Rákóczi was incapable of overcoming two difficulties. He established good connections with two opposite poles in Europe, Louis XIV and Peter the Great, but, as soon as the international situation took a turn, neither French nor Russian interest was linked to having a Hungarian princeling "annoy" Vienna. On the other hand, the rebellious poor, the barefooted infantry armed with scythes and axes, the Haiduks, and the serf soldiers fighting for their liberation gave the kuruc army its real strength. Rákóczi recognized this fact -and he tried to secure its acceptance. But he also needed the support of lords and nobles -he was, after all, their prince- though their interests dictated something else. And the time had not yet come when the common people could prevail.

A war of varying success went on from 1703 to 1711. In part, Hungarians opposed Hungarians: among the labanc, the number of Hungarians attracted or forced to the side of Vienna was not small. And for the kuruc, they spent the last couple of years in hounded flight. Treachery disrupted their ranks, plagues decimated them, and the serfs were absent from and needed at the nobles' estates.

Rákóczi was forced into exile. He did not accept the amnesty offered -and German ducal rank. He went to Poland; he also met with Czar Peter the Great; then he lived in France, sometimes like an exotic and romantic figure at the Sun King's court, sometimes like a monk in the seclusion of the cloister.

The peace negotiations which led to the kuruc laying down their arms were conducted by the commander-in-chief, Baron Sándor Károlyi, whom the emperor then rewarded with enormous estates (taken from Rákóczi's) and the rank of count. For this, a curse burdened his name -Hungarian public opinion considered him unequivocally a traitor for nearly three hundred years. However, according to more recent research findings and historical perceptions, Károlyi -with Rákóczi's knowledge to boot -reached an optimal agreement: in large part, the peace agreement provided what the rebels could not achieve on the battlefield. Of course, this was not more than the restoration of that legal state of Hungary and Transylvania that Vienna had revoked by martial law after 1686. The effort to gain national independence -again and not for the last time- proved illusory. However, in addition to the essentially complete amnesty -moral and material- the freedom of religion in Hungary was restored, and the Haiduks retained their privileges; and though it was mainly the nobility that enjoyed the benefits of the Szatmár peace treaty, which partially conserved their privileges, this peace was, paradoxically, again an act that, in the given historical moment, helped the nation to become a part of Europe; however it did not eliminate its situation as a border nation.
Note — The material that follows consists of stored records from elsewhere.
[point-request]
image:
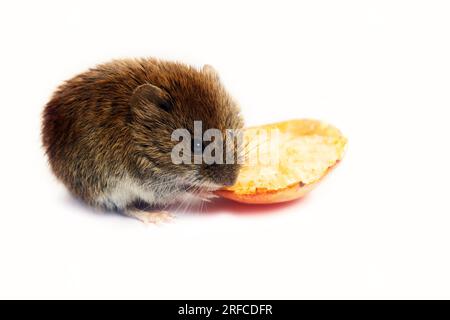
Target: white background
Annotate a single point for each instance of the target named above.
(377, 227)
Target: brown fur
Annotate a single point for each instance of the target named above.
(98, 127)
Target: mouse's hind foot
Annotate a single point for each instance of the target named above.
(150, 217)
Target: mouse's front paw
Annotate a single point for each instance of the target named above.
(151, 217)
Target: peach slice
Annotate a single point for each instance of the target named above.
(285, 160)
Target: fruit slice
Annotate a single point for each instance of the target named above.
(285, 160)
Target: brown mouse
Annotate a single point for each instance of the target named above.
(107, 133)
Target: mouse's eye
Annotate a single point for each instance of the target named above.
(197, 146)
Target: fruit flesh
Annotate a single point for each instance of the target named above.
(305, 150)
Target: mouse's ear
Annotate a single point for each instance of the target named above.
(210, 71)
(150, 95)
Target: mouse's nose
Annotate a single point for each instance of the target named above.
(225, 174)
(229, 180)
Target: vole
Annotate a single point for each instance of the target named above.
(107, 134)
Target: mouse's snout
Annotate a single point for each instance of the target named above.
(224, 174)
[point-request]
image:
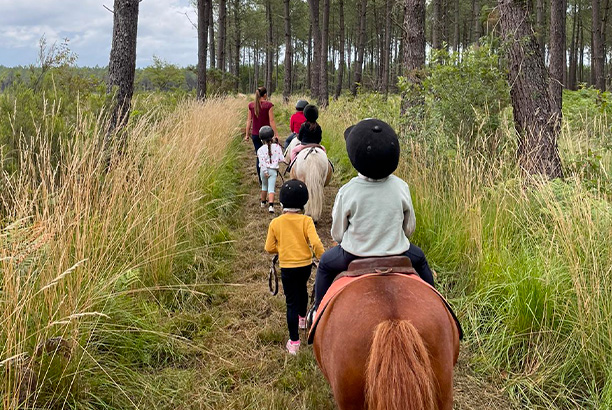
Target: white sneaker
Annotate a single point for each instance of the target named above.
(293, 347)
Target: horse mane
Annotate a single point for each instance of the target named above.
(313, 171)
(399, 375)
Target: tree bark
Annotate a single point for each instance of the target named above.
(540, 15)
(571, 78)
(237, 35)
(387, 49)
(222, 35)
(323, 80)
(598, 57)
(436, 32)
(533, 108)
(341, 47)
(413, 59)
(358, 66)
(203, 14)
(211, 35)
(269, 48)
(316, 49)
(122, 64)
(476, 26)
(288, 53)
(456, 37)
(557, 52)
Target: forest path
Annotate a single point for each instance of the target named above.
(246, 365)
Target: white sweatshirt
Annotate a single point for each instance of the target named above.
(373, 217)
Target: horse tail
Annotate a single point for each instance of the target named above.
(399, 373)
(315, 174)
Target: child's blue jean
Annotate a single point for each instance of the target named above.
(268, 182)
(336, 260)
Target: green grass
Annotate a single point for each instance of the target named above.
(527, 267)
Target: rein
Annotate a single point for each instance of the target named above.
(273, 275)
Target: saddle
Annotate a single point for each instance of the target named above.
(363, 268)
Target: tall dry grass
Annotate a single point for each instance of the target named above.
(75, 239)
(528, 265)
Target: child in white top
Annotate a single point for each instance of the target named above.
(270, 155)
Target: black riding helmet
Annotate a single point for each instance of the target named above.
(294, 194)
(300, 105)
(266, 133)
(373, 148)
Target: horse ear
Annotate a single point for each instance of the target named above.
(348, 131)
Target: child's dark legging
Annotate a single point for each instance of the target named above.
(296, 295)
(336, 260)
(257, 144)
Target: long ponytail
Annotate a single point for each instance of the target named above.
(260, 92)
(269, 143)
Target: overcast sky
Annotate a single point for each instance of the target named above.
(163, 30)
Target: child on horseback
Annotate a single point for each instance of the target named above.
(294, 238)
(269, 156)
(373, 213)
(296, 121)
(310, 132)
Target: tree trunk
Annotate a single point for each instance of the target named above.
(203, 13)
(413, 59)
(358, 66)
(476, 26)
(456, 37)
(309, 59)
(540, 15)
(387, 49)
(323, 80)
(222, 35)
(288, 53)
(211, 35)
(341, 47)
(237, 43)
(581, 42)
(269, 48)
(436, 29)
(604, 29)
(571, 78)
(316, 49)
(557, 52)
(533, 108)
(598, 57)
(122, 63)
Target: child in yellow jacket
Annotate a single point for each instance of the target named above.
(294, 237)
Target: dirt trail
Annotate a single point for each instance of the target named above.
(246, 366)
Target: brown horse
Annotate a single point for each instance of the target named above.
(388, 343)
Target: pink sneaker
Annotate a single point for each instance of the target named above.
(293, 347)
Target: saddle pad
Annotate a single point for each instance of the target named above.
(341, 283)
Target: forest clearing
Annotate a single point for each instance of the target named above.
(136, 209)
(162, 301)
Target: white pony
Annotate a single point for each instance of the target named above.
(313, 168)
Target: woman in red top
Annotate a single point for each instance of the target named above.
(260, 113)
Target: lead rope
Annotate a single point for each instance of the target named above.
(310, 313)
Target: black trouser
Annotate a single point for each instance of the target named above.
(295, 282)
(336, 260)
(289, 139)
(257, 144)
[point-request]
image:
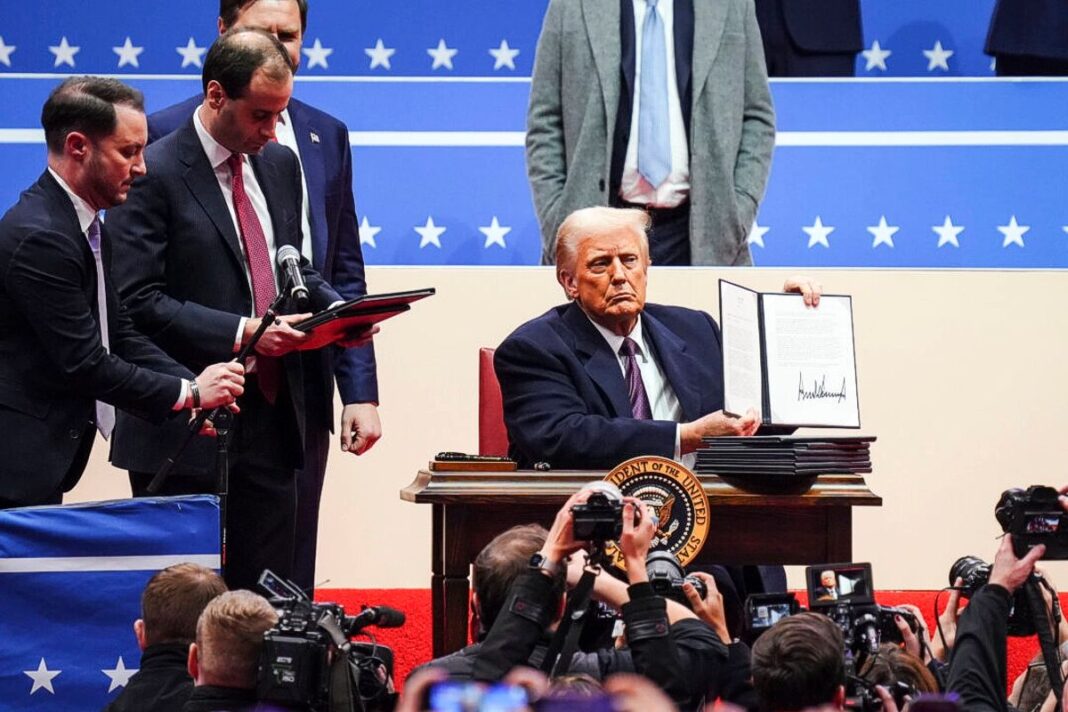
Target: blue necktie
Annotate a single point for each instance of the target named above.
(654, 128)
(105, 412)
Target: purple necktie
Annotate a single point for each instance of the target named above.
(635, 389)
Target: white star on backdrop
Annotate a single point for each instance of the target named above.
(442, 56)
(756, 234)
(947, 233)
(191, 53)
(317, 54)
(495, 234)
(64, 52)
(1012, 232)
(876, 57)
(367, 233)
(817, 233)
(504, 56)
(42, 677)
(883, 234)
(120, 675)
(127, 53)
(938, 58)
(5, 51)
(429, 234)
(379, 54)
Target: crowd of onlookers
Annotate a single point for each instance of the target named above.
(545, 639)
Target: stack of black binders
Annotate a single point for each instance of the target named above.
(784, 456)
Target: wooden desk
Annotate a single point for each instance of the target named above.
(470, 508)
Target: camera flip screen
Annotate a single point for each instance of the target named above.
(831, 584)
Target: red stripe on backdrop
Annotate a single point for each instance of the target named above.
(411, 644)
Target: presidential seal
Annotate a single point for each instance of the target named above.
(675, 495)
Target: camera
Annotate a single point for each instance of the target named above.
(845, 594)
(1034, 517)
(666, 575)
(974, 573)
(763, 611)
(600, 518)
(308, 660)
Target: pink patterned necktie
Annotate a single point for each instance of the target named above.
(264, 288)
(105, 412)
(635, 388)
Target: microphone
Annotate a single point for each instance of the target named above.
(381, 616)
(288, 259)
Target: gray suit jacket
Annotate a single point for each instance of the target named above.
(575, 96)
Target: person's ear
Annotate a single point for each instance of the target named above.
(139, 633)
(192, 663)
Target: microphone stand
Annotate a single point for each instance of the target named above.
(221, 417)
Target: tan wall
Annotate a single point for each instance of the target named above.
(962, 378)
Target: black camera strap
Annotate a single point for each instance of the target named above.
(565, 641)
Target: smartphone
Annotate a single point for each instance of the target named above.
(469, 696)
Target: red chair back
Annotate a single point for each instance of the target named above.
(492, 436)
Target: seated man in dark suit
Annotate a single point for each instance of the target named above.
(608, 377)
(68, 356)
(200, 239)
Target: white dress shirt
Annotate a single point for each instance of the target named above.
(85, 217)
(663, 402)
(633, 187)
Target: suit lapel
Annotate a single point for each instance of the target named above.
(679, 367)
(602, 28)
(709, 21)
(200, 178)
(312, 164)
(601, 365)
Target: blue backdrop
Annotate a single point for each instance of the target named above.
(922, 163)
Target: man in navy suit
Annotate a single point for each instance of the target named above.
(1030, 37)
(68, 356)
(331, 242)
(570, 397)
(197, 273)
(811, 37)
(609, 377)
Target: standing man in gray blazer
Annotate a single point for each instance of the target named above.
(661, 105)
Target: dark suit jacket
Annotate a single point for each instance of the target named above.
(327, 163)
(1035, 28)
(565, 398)
(52, 363)
(181, 274)
(822, 26)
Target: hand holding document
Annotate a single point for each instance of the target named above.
(794, 364)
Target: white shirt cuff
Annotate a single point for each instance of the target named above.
(183, 395)
(240, 333)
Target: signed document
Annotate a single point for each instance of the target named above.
(795, 365)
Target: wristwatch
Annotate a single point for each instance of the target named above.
(542, 563)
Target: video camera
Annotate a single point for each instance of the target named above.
(1034, 517)
(845, 594)
(309, 661)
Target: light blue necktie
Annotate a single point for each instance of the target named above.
(105, 412)
(654, 128)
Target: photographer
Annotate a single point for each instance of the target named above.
(977, 668)
(223, 660)
(666, 642)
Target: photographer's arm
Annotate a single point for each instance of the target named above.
(977, 668)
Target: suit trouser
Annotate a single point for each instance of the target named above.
(262, 500)
(310, 480)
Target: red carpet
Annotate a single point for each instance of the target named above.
(411, 643)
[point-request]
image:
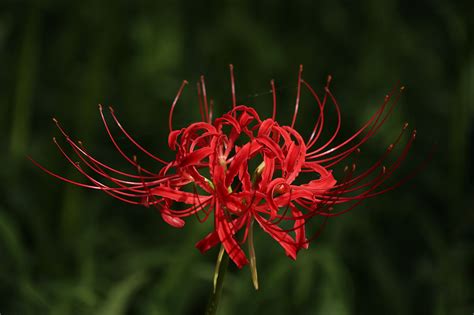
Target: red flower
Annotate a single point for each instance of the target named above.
(240, 169)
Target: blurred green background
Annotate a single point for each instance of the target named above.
(66, 250)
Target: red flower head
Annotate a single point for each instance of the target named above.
(241, 169)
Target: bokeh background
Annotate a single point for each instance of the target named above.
(66, 250)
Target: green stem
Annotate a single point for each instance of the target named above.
(216, 293)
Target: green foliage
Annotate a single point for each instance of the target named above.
(66, 251)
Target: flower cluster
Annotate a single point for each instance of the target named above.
(242, 170)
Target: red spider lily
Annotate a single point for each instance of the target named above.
(242, 169)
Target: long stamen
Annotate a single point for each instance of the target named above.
(170, 117)
(232, 84)
(298, 93)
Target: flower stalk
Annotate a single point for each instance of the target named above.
(219, 276)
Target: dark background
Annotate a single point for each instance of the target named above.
(66, 250)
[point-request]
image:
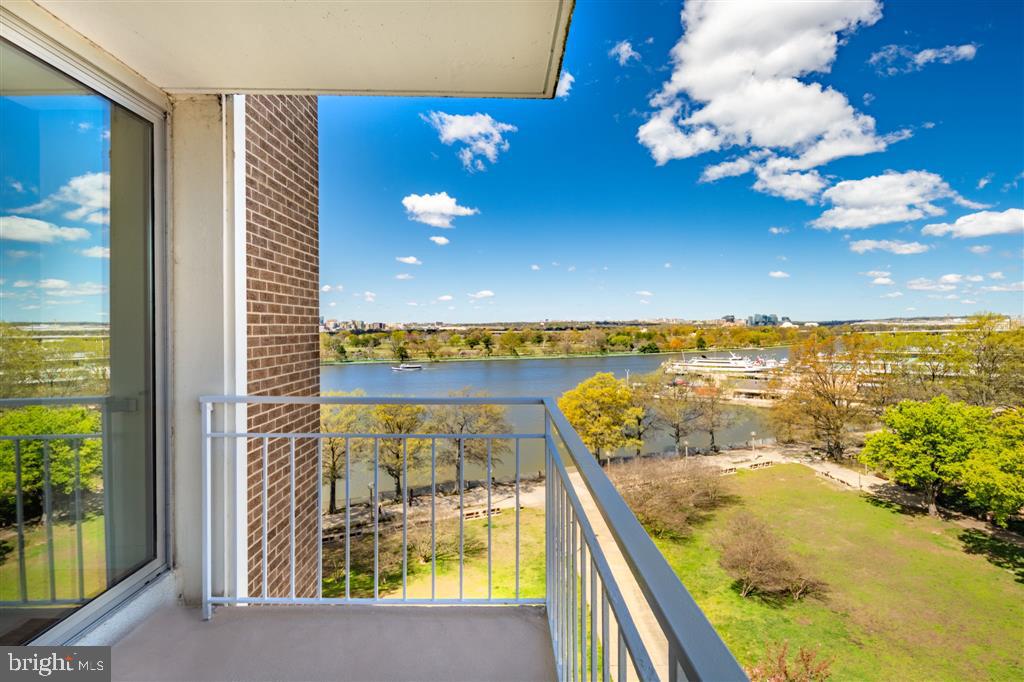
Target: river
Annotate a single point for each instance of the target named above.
(539, 378)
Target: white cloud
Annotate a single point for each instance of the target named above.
(18, 228)
(730, 168)
(1017, 286)
(888, 198)
(96, 252)
(623, 52)
(436, 210)
(983, 223)
(892, 246)
(924, 284)
(736, 82)
(481, 136)
(893, 59)
(564, 84)
(85, 198)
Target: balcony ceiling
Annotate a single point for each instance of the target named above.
(499, 48)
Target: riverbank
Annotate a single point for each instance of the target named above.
(482, 358)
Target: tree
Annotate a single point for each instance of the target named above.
(675, 412)
(644, 391)
(755, 557)
(925, 444)
(776, 667)
(38, 420)
(600, 410)
(341, 419)
(988, 361)
(335, 345)
(22, 363)
(469, 419)
(712, 413)
(993, 475)
(824, 382)
(398, 419)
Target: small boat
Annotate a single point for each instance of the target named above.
(406, 367)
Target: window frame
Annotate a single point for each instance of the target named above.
(64, 59)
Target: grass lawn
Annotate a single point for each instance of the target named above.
(65, 561)
(908, 599)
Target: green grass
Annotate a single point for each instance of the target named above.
(65, 561)
(909, 597)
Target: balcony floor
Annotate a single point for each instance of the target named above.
(358, 643)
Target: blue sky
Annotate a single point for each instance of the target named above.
(54, 198)
(615, 235)
(813, 160)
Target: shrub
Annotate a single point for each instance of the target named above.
(776, 667)
(668, 497)
(755, 557)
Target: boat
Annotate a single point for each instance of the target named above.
(734, 365)
(406, 367)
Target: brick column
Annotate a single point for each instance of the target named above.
(283, 310)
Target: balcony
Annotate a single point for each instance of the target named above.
(442, 588)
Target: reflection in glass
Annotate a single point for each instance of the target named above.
(77, 487)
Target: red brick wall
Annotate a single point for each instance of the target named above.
(283, 292)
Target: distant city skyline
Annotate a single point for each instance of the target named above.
(844, 161)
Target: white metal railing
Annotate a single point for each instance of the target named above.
(593, 622)
(22, 523)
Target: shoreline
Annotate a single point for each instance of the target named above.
(542, 357)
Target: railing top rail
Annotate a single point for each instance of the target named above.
(368, 399)
(701, 652)
(70, 399)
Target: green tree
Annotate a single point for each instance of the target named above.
(925, 444)
(601, 410)
(341, 419)
(463, 420)
(398, 419)
(993, 475)
(38, 420)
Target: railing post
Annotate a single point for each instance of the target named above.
(205, 411)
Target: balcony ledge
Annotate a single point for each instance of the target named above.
(352, 642)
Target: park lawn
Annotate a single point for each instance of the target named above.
(905, 601)
(65, 561)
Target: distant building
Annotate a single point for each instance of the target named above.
(762, 320)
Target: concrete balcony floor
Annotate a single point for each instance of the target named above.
(357, 642)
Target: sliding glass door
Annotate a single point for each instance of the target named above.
(78, 474)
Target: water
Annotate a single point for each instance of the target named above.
(532, 378)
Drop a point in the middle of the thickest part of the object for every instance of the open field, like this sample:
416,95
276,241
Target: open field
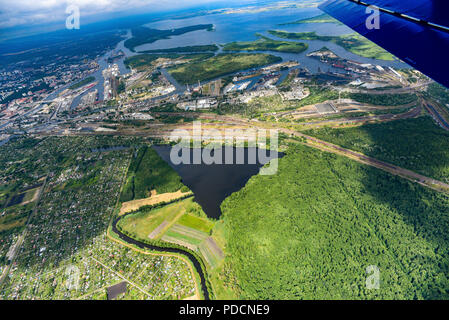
133,205
149,172
182,223
220,65
143,223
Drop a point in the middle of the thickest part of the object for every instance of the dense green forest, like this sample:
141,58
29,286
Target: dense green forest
220,65
354,43
147,172
311,231
267,44
416,144
187,49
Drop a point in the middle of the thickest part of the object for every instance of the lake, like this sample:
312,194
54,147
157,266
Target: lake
212,184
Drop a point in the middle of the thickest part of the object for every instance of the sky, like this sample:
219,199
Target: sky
18,13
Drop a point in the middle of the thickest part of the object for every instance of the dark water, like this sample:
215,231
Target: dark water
211,184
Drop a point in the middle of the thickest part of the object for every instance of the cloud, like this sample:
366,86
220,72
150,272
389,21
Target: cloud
28,12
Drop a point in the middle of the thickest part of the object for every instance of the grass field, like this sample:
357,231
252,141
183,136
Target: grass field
182,223
142,224
149,172
195,222
352,42
220,65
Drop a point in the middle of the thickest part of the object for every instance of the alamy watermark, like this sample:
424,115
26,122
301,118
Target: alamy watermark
72,274
258,141
373,20
73,20
373,278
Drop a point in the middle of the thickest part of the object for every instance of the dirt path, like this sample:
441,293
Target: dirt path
359,157
153,200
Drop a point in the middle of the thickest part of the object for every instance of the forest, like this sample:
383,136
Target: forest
416,144
312,230
148,172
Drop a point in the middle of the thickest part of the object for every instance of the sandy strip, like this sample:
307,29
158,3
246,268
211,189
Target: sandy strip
153,200
158,230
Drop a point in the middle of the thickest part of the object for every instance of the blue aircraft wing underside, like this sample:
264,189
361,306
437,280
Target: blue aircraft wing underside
423,46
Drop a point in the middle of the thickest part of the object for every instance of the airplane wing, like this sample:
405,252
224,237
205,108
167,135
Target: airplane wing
416,31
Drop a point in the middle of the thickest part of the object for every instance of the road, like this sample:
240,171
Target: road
24,233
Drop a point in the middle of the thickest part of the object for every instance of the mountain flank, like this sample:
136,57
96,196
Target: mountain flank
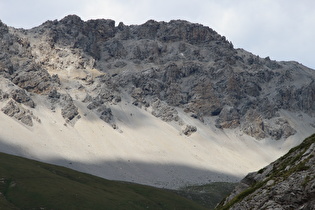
115,100
287,183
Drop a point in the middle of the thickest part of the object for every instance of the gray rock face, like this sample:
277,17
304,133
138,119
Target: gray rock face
189,129
288,183
20,96
14,110
162,66
68,110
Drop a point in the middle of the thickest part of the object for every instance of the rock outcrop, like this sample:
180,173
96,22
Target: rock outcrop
163,67
287,183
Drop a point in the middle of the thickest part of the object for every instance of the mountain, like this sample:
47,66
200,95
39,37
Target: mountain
27,184
287,183
163,104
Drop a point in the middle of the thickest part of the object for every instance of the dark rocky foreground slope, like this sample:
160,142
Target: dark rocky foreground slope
161,66
288,183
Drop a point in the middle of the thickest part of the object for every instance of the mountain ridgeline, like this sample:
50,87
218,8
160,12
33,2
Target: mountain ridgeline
161,65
In 1717, Rákóczi went to Turkey, hoping to gain the sultan's support. But the international situation did not turn to his advantage at this time either. A little town on the shore of the Sea of Marmora, Rodosto, was designated as his abode (its Turkish name is Tekirdag). He lived there until his death, with a few remaining supporters, on a small pension from the sultan. One of his sons joined him for a couple of years; his wife looked him up once but only stayed for a short time- they had long been estranged. He studied theology and wrote treatises; he hunted and, for diversion, he passed his time with cabinetwork.

In 1906, the Hungarian nation solemnly brought his remains and those of his mother home to Kassa (Kosice); the remains of Imre Thököly were taken to Késmárk (Kezmarok) at the same time. Rákóczi's house in Rodosto -a memorial museum today- is, like his grave in Kassa, a place of pilgrimage for Hungarians, whose admiration for him continues undiminished to the present day.